La
gente siempre dice que aquellos que llegan a Berlín es porque tienen la necesidad
de perderse para encontrarse, o al menos eso me dijeron todos cuando decidí
marcharme de lo que se suponía que era mi hogar de y para toda la vida.
Sin embargo, nunca he tenido esa necesidad. Nunca he querido encontrarme.
Supongo que porque tengo miedo de que no me guste lo que vea o que quizás me guste
demasiado como para reprimirlo. He intentado huir tantas veces de lo que soy que
ya no recuerdo el número exacto de fracasos que he ido coleccionando de cada
intento. Voy y vuelvo al mismo lugar como si mi camino fuera un círculo. Berlín
siempre ha parecido otro intento de huida algo más melodramático. Y puede que sea
otro fracaso más a mi larga lista, aunque yo prefiero tomarlo como una máscara
de oxígeno para poder seguir respirando. En realidad, la vida es una sucesión
de fracasos. Mamá nunca aceptó mi condición sexual y papá nunca estuvo el
tiempo suficiente como para darse cuenta de que me gustaban los chicos. Casarme,
tener hijos por apariencia, evitar el qué dirán… Ese no era mi plan de vida, si
es que en algún momento he tenido uno en la cabeza, algo a lo que aferrarme
como un clavo ardiendo. Mamá pareció olvidar esa parte de mi vida y continuar
como si nada hubiera pasado. Pero yo no pude, me ahogaba en mi propia casa.

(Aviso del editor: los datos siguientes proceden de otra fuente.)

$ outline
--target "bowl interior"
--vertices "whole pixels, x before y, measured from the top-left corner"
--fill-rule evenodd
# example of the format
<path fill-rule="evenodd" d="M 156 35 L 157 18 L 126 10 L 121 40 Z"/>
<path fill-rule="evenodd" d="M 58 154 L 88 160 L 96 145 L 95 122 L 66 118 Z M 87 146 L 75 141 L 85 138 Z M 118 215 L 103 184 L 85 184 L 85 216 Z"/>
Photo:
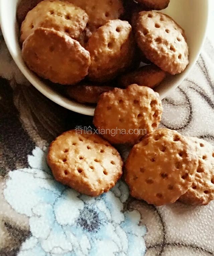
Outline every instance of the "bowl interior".
<path fill-rule="evenodd" d="M 30 83 L 44 95 L 70 110 L 93 115 L 93 107 L 70 100 L 45 84 L 25 66 L 21 56 L 16 10 L 19 0 L 0 0 L 0 22 L 2 33 L 16 64 Z M 208 22 L 209 0 L 171 0 L 163 12 L 171 16 L 185 29 L 190 48 L 190 64 L 182 73 L 170 76 L 155 89 L 164 98 L 186 76 L 200 54 Z"/>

Necesitaba quererme como soy, sin sentir vergüenza ni miedo de defraudar a los
que me quieren.
Así
he estado dieciséis años, aguantando en silencio la culpa de amar a los
hombres, de mirarme en el espejo y darme asco y sentir pena de todos los que me
rodean por ser un absoluto fracaso. Dieciséis años intentando convencerme de que
la naturaleza es algo perfecto y bien delimitado. Y, sin embargo, cargo con la
culpa de saber la decepción que soy para todos por no ser normal, ni lo que se
esperaba de mí. Guardo en la memoria la cara de mamá cuando le dije que me
gustaban los hombres. Aunque lo que más me dolió no fue ese gesto, sino el ver
como apartaba la mirada a otro lado mientras ignoraba mis sentimientos y
alimentaba mis miedos. Yo también me daba asco y quizás por eso tomé el camino
más sencillo. Una fuga con la que poder tomar aire. Recuerdo que el primer día
que pisé el suelo berlinés respiré profundamente pensando que así desaparecería
todo lo que llevaba dentro. Llegué a Tegel en agosto con una maleta pequeña
cuando la inmigración masiva aún no salía en las noticias. Cuando aún vivía en
un mundo que yo había hecho para salvarme de mi mismo. Y después de todo, sigo
siendo una persona a la que no conozco.
Lo
primero que hice cuando llegué a Berlín fue emborracharme. Encontré un bar cerca
de mi casa al que a veces aún voy, aunque ahora, siempre en compañía de la
Cruda o con Lalo. Todas las luces del antro eran rojas y las paredes estaban
empapeladas con recortes de revistas y portadas de Elvis Presley. Cuando ya no
pude beber más me fui al baño del club y me quedé un buen rato ahí sentado,
mirando las paredes firmadas por Picassos del siglo XXI. Al día siguiente me
desperté en Alexanderplatz o bueno, mi siguiente recuerdo fue estar en esa
plaza. Miraba hacia el cielo y veía como la Fernsehturm intentaba cortar las
nubes. Esto era una isla de felicidad. Un somnífero que aliviaba mi mente y me
dejaba vivir. Y así, empezaba una nueva vida.